Marcy has a PhD from the University of Michigan, where she researched the “feuilleton,” a short conversational newspaper form that has proven important in times of heightened censorship. Before and after her time in academics, Marcy provided documentation consulting for corporations in the auto, tech, and energy industries. She lives with her spouse in Grand Rapids, MI.

5 replies
  1. earlofhuntingdon says:

    I suppose it’s possible that Sensenbrenner is not an ignorant ass, and that he knows that an e-mail address and ready internet access are required for the most mundane tasks: keeping in touch with family, friends and co-workers; applying for all but the most menial jobs; dealing with employers, insurance companies, and government tax authorities; and communicating with public officials.

    It’s possible that he’s selling to the anti-intellectual, anti-corporate, anti-establishment crowd – as if he were not now a charter member of the establishment. More likely, he wants us to accept the “Nothing to see here, now move along” passivity that makes his job as a public employee – although one heavily subsidized by private industry lobbying and “fund raising” – so much easier. Mr. Sensenbrenner seems to be a caricature of an alternative congresscritter.

    • Rayne says:

      You’re very generous. The man hasn’t had a job outside the public sector, going directly from law school to the Wisconsin State Assembly in 1969. He really has little idea what the rest of the world requires of individuals to be employable in private sector.
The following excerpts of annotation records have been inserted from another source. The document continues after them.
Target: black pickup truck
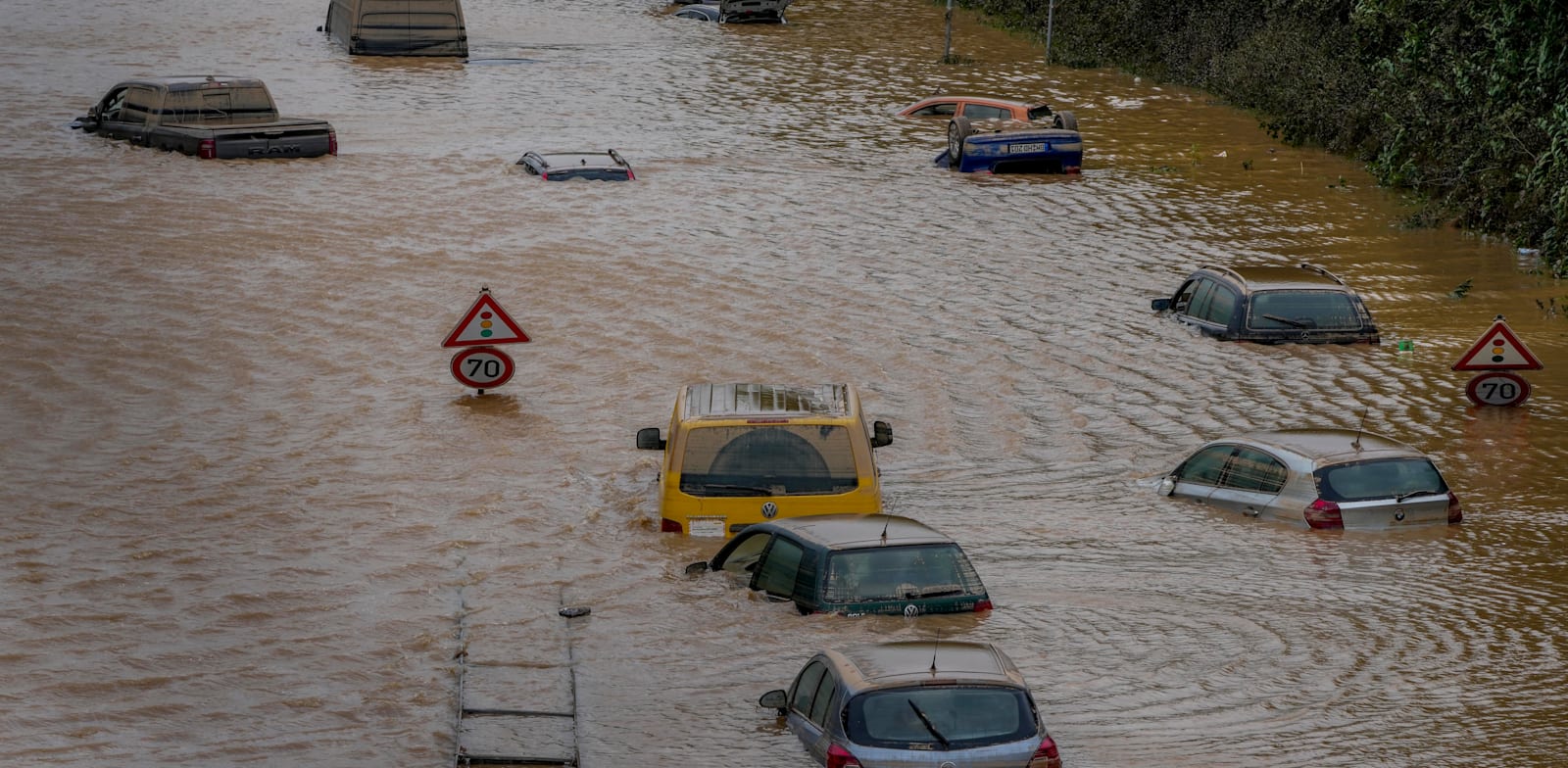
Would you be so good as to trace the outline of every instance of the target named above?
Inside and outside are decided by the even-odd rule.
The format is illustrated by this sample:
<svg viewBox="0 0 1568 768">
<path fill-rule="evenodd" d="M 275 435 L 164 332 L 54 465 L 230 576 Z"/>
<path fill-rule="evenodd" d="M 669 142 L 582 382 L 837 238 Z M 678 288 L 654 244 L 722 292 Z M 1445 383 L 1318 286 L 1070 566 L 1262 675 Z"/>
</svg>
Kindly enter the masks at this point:
<svg viewBox="0 0 1568 768">
<path fill-rule="evenodd" d="M 337 154 L 329 122 L 279 118 L 273 94 L 254 77 L 125 80 L 71 127 L 204 158 Z"/>
</svg>

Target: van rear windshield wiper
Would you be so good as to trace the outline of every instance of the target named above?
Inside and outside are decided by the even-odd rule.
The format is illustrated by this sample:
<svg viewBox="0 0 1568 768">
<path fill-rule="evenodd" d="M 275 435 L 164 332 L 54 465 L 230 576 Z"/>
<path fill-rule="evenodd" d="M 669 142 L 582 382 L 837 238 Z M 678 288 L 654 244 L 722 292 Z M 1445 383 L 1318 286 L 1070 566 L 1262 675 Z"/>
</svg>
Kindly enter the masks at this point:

      I’m only surprised he hasn’t referred to the internet as a series of tubes nobody needs. Thank goodness he hasn’t been involved with the House Committee on Science and Technology since 2001. He couldn’t keep up with the pace of change. Hope Wisconsin retires him in 2018.

  2. John Casper says:

    Thanks ew.

    I tweeted your piece to the Congressman, Jake Tapper, Brietbart’s John Carney, and Gannett’s Washington correspondent for Wisconsin–Craig Gilbert.

  3. SpaceLifeForm says:

    OT:

    https://www.debian.org/News/2017/20170417

    Statement concerning the arrest of Dmitry Bogatov

    April 17th, 2017

    The Debian Project is concerned to hear that one of our members, Dmitry Bogatov, has been arrested by Russian authorities.

    Dmitry is a mathematics teacher, and an active Debian contributor. As a Debian Maintainer, he worked in the Debian Haskell group and currently maintains several packages for command line and system tools.

    We await further details of the case against him, but hope that he receives fair treatment and due process.

    In the meantime, the Debian Project has taken measures to secure its systems by removing Dmitry’s keys in the case that they are compromised.

    The Debian Project honours his good work and strong dedication to Debian and Free Software, and we hope he is back as soon as possible to his endeavours.

    We send our full support to him and his family.

  4. SpaceLifeForm says:

    OT: Not good.

    http://www.ringroadbug.com/

    Security protocols like QUIC are using a mode of encryption called Advanced Encryption Standard Galois/Counter Mode (AES-GCM) for its speed and performance. By default, AES-GCM’s cipher text is the same length as the original plaintext. For transmitting sensitive communications like passwords, an eavesdropper could use the Ring-Road vulnerability to identify the length of your password and increase their chances to guess your password and successfullly login into your account.